People with mesothelioma who file claims with multiple asbestos trust funds receive an average total payout of $300,000 to $400,000. Individual payouts from a single trust typically range from $7,000 to over $150,000, depending on the trust’s payment percentage, disease severity, and exposure history. Some people with mesothelioma have recovered $750,000 or more by filing claims across multiple trusts. As of April 2026, approximately $30 billion remains available in asbestos trust funds established by bankrupt companies.
What is the average compensation for asbestosis?
Compensation for asbestosis (non-malignant asbestos-related disease) is substantially lower than for mesothelioma. Typical settlements range from $10,000 to $50,000, while asbestos trust fund payouts often fall between $2,500 and $7,500 for mild cases, with severe asbestosis potentially reaching $100,000 or more. The variation reflects disease severity, work history, and the number of liable companies involved.
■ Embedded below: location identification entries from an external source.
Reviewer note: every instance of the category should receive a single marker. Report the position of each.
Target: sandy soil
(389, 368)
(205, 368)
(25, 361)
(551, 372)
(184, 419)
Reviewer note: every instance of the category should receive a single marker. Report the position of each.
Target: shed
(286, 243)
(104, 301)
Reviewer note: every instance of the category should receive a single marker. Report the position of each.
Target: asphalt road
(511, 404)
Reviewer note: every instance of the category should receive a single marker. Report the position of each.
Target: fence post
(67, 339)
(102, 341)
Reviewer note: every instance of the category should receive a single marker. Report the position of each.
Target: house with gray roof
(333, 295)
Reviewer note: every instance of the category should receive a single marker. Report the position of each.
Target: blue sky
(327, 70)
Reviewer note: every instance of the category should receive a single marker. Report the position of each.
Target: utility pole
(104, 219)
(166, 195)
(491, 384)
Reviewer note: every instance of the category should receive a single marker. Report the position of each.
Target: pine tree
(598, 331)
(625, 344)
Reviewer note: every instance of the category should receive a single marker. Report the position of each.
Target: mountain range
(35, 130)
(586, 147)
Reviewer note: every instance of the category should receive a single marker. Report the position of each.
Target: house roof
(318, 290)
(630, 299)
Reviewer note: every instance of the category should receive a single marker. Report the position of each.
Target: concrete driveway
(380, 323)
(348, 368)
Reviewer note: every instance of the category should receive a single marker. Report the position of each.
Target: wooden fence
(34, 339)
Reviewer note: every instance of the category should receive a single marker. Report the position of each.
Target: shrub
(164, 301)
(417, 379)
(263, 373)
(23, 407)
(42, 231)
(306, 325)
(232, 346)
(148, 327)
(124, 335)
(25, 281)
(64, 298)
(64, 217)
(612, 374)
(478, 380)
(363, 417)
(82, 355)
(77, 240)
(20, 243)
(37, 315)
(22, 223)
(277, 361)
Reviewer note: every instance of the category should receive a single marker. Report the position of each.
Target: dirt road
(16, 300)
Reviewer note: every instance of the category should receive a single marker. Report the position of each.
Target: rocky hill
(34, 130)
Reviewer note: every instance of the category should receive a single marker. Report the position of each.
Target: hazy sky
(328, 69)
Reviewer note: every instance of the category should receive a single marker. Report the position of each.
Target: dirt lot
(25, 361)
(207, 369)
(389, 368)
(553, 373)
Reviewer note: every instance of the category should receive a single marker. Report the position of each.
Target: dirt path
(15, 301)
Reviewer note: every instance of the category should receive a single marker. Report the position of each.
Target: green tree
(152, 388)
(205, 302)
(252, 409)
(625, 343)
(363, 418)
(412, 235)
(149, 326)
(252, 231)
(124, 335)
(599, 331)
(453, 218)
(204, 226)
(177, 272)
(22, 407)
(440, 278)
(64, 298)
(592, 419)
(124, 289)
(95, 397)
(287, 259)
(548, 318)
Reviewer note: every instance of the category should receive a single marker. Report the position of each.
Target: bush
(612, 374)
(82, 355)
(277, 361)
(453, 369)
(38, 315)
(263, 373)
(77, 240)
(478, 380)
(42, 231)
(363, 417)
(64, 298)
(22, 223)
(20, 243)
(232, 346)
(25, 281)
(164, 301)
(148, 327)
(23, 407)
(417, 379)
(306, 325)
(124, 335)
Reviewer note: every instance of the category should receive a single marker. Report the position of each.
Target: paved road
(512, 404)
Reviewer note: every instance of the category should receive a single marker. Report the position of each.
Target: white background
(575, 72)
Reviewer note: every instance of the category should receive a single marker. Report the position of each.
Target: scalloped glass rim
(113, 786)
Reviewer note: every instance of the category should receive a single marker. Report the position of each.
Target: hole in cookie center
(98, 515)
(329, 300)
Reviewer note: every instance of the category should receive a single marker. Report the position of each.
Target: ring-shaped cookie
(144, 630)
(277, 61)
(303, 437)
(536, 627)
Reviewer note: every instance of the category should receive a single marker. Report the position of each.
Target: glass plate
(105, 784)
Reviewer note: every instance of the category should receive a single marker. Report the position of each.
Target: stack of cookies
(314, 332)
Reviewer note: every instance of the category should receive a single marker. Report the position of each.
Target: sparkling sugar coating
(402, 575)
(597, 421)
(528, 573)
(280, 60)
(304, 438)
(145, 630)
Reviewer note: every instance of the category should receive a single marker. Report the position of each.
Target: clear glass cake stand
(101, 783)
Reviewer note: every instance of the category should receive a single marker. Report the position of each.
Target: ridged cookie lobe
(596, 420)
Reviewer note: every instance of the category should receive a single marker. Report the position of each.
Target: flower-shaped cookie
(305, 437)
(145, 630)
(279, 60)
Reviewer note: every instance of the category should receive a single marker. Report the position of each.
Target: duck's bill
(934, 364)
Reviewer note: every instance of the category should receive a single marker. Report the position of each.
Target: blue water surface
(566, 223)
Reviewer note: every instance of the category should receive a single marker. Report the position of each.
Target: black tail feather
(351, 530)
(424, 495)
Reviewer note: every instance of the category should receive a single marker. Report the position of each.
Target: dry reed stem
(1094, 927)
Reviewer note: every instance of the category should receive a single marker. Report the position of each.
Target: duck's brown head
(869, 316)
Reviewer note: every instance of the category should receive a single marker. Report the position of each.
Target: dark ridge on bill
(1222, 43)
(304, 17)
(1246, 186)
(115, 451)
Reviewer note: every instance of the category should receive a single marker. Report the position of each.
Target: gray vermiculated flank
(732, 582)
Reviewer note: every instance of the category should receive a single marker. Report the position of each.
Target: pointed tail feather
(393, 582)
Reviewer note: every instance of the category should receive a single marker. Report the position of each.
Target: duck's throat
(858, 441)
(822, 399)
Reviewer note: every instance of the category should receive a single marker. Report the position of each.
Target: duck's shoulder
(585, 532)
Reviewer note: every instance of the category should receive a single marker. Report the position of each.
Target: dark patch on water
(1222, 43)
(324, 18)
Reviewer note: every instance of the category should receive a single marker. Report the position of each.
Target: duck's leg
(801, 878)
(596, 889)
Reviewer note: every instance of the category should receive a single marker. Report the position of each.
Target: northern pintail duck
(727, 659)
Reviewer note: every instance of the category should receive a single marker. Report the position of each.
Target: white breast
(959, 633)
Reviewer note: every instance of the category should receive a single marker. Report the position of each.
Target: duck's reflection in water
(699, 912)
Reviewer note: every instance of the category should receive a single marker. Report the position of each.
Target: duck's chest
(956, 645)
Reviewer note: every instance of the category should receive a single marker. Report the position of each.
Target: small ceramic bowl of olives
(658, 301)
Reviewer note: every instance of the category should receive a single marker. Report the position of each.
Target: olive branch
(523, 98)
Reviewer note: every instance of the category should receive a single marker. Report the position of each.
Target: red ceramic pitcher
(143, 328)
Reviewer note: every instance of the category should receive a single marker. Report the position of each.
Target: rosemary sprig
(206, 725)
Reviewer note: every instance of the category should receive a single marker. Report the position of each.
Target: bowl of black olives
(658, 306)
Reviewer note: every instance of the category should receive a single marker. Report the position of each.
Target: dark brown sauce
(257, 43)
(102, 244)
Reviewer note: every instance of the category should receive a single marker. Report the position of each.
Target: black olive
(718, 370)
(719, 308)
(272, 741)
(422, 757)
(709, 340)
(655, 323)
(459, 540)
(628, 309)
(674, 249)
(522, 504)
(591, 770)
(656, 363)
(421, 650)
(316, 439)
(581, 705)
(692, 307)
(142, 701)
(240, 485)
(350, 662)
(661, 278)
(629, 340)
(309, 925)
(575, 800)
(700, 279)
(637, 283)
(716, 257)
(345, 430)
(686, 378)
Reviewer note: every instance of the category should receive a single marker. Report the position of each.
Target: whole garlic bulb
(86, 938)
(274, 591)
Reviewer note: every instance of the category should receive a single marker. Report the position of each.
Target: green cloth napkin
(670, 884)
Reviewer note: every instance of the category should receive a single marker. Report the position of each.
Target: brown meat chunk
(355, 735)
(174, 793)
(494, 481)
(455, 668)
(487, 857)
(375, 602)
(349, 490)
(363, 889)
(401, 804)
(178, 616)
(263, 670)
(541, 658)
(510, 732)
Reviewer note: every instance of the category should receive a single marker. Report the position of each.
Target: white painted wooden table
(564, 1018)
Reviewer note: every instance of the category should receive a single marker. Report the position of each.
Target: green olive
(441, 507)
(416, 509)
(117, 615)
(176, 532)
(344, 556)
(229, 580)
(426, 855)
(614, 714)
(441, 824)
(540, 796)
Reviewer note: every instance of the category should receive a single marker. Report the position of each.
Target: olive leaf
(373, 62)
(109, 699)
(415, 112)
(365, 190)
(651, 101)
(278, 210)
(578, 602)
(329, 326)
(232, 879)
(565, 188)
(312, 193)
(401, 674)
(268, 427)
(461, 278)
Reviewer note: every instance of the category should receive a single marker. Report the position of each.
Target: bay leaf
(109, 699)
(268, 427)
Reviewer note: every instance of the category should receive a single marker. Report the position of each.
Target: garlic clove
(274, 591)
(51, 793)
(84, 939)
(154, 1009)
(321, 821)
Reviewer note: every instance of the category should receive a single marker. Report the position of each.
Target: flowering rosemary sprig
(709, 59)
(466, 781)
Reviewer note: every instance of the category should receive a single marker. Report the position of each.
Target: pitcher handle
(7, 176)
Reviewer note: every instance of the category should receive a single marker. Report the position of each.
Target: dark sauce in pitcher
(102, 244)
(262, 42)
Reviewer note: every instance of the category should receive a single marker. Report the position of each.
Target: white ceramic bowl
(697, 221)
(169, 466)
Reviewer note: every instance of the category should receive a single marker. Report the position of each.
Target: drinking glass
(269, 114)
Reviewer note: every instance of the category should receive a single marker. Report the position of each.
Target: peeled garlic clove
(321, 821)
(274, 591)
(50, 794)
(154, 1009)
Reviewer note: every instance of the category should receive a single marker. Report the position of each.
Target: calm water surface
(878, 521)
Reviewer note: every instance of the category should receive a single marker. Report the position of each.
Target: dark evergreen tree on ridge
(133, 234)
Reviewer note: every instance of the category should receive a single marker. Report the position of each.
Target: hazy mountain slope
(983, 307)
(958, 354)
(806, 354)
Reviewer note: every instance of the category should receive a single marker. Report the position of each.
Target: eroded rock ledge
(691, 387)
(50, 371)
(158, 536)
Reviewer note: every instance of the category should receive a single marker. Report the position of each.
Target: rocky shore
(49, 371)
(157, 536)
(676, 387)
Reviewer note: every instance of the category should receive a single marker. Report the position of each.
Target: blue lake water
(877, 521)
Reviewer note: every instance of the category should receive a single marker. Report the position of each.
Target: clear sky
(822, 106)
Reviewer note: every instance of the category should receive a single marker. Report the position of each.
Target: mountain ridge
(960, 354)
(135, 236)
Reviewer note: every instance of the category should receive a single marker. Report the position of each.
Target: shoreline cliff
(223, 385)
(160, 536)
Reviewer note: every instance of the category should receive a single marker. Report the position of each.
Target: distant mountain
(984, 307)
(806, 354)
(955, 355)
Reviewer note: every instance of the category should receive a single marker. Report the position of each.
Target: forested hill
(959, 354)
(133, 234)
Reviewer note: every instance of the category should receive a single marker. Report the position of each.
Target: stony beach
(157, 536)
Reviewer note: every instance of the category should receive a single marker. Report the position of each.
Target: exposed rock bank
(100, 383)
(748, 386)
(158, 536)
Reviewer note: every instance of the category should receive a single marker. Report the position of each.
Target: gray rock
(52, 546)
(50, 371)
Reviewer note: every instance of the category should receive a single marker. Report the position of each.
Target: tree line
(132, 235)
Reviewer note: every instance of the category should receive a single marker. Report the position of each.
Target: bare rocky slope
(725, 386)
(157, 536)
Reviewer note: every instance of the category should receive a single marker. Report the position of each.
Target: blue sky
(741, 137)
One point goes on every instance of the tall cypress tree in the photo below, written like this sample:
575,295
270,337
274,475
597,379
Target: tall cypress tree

Rare six-figure settlements occur when asbestosis causes extreme impairment or is combined with another illness. Trust fund liquidation percentages, which average around 25%, also affect final payout amounts.
How does the asbestos trust fund work?
Asbestos trust funds are accounts established by bankrupt companies under Section 524(g) of the U.S. Bankruptcy Code to compensate people with mesothelioma and other asbestos-related diseases for past and future claims. Trustees manage these funds, which hold over $30 billion as of 2026, reviewing claims based on medical diagnosis, exposure evidence, and disease severity through expedited or individual processes. Approved claims receive payouts as lump sums or installments at a set payment percentage (e.g., 35% from ASARCO or as low as 10-20% from others) of the scheduled value to preserve funds for future claimants.